L’air français contient de nombreux pesticides, dont certains bannis depuis des années

Les vignes font partie des cultures autour desquelles la concentration de pesticides dans l'air est particulièrement forte.

Des pesticides sont présents dans l’air sur l’ensemble du territoire français, d’après les données d’Atmo France. La structure, qui fédère les associations agréées de surveillance de la qualité de l’air, a lancé une carte interactive lundi 30 mars 2026 pour rendre accessible les mesures de pesticides respirés par la population.

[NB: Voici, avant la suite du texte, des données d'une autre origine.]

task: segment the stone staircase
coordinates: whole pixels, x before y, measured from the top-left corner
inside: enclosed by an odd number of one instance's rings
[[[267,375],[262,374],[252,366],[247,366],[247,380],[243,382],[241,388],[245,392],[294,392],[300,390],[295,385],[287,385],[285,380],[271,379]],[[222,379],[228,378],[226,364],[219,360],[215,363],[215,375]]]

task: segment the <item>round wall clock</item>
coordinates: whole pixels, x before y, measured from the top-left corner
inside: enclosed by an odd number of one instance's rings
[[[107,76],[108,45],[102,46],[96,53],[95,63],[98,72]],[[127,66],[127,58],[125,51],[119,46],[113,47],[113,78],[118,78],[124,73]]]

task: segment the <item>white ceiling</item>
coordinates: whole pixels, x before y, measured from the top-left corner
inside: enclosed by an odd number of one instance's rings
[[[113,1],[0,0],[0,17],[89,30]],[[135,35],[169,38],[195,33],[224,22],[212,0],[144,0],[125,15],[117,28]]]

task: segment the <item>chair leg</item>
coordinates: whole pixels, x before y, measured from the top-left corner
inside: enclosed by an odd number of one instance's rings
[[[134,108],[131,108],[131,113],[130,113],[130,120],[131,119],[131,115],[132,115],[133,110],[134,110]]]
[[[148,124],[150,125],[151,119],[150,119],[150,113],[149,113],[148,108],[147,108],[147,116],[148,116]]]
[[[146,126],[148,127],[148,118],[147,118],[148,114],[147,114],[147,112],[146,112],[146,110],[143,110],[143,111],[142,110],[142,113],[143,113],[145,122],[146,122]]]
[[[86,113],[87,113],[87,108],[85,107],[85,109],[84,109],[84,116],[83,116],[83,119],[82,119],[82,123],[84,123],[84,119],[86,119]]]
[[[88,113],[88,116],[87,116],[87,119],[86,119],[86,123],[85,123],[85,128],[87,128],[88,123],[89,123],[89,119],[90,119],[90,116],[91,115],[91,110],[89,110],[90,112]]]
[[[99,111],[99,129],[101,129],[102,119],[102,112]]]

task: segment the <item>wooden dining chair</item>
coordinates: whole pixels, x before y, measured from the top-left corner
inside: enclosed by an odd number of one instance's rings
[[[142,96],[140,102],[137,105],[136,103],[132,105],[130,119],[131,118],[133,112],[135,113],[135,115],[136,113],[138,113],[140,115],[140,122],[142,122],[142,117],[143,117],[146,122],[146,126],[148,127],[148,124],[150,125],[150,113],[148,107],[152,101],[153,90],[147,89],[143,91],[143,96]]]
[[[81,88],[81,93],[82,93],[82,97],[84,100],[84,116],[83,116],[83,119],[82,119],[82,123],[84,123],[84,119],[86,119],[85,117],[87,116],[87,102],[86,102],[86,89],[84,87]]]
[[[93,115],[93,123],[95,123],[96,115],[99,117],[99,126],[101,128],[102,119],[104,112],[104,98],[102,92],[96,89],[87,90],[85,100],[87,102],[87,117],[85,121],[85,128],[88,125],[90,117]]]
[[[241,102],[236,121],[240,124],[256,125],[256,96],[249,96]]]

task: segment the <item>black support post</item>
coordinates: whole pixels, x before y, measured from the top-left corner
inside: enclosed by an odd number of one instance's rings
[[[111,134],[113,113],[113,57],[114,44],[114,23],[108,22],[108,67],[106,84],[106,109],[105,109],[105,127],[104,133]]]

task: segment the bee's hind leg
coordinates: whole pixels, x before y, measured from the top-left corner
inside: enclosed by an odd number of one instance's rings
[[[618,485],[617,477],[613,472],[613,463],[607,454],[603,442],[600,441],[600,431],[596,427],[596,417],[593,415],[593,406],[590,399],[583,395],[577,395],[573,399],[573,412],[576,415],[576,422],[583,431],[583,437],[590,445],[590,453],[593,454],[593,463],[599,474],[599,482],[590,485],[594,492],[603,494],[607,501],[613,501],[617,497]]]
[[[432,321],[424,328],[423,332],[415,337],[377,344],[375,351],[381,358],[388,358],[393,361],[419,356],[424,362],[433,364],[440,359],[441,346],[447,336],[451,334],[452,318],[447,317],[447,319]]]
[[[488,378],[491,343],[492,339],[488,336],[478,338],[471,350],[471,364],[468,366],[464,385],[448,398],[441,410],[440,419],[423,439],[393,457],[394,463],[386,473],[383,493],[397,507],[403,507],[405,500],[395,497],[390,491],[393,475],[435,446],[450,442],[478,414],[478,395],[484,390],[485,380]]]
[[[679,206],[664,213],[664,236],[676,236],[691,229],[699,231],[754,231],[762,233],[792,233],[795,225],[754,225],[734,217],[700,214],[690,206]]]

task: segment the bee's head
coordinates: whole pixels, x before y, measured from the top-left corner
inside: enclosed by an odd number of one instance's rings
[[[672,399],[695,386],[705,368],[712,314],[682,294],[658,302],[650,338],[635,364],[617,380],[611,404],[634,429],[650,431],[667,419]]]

« On observe des pesticides dans l’air sur tout le territoire avec des niveaux variables selon les sites et les périodes d’usage », dit Charlotte Lepitre, déléguée générale adjointe d’Atmo France. En 2023, parmi les 72 substances actives recherchées, une sur huit a été quantifiée et environ un tiers a été détecté — ce qui signifie que leur concentration est trop faible pour en déterminer la quantité.

Dans les substances avec les concentrations les plus importantes, on retrouve le prosulfocarbe et le S-metolachlor, un herbicide dont l’usage a été en grande partie interdit. Le lindane, banni depuis plus de 20 ans, a été quantifié dans 61 % des prélèvements. Des traces de glyphosate sont également détectées. En Outre-mer, la deltaméthrine, un insecticide, fait partie des pesticides les plus retrouvés.

Ayant une durée de vie très longue, certaines substances sont stockées dans les sols puis vont être mise en suspension dans l’air lorsque les agriculteurs retournent la terre. Avec le vent, elles peuvent se déplacer sur plusieurs kilomètres.

« On voit directement la corrélation entre la pratique agricole et la présence de pesticides dans l’air »

Les données se basent sur des mesures effectuées en 2022 et 2023 sur dix-huit sites de surveillance représentatifs d’une variété de cultures. « On voit directement la corrélation entre la pratique agricole et la présence de pesticides dans l’air », dit Charlotte Lepitre.

Les concentrations sont particulièrement hautes autour des types de cultures les plus traités, notamment les vignes et les grandes cultures comme le maïs, le soja, le colza et le blé. « Certains sites nous inquiètent particulièrement parce qu’on observe des hausses de la concentration depuis les années 2015, par exemple autour de Poitiers et de Reims », détaille la responsable d’Atmo.

Même si les effets néfastes des pesticides sur la santé sont documentés, il n’existe pas de valeurs réglementaires pour leur présence dans l’air. « On ne peut donc pas dire quand c’est dangereux ou non », regrette Charlotte Lepitre, qui rappelle qu’Atmo soutient fortement la recherche sur la détermination de valeurs toxicologiques de référence.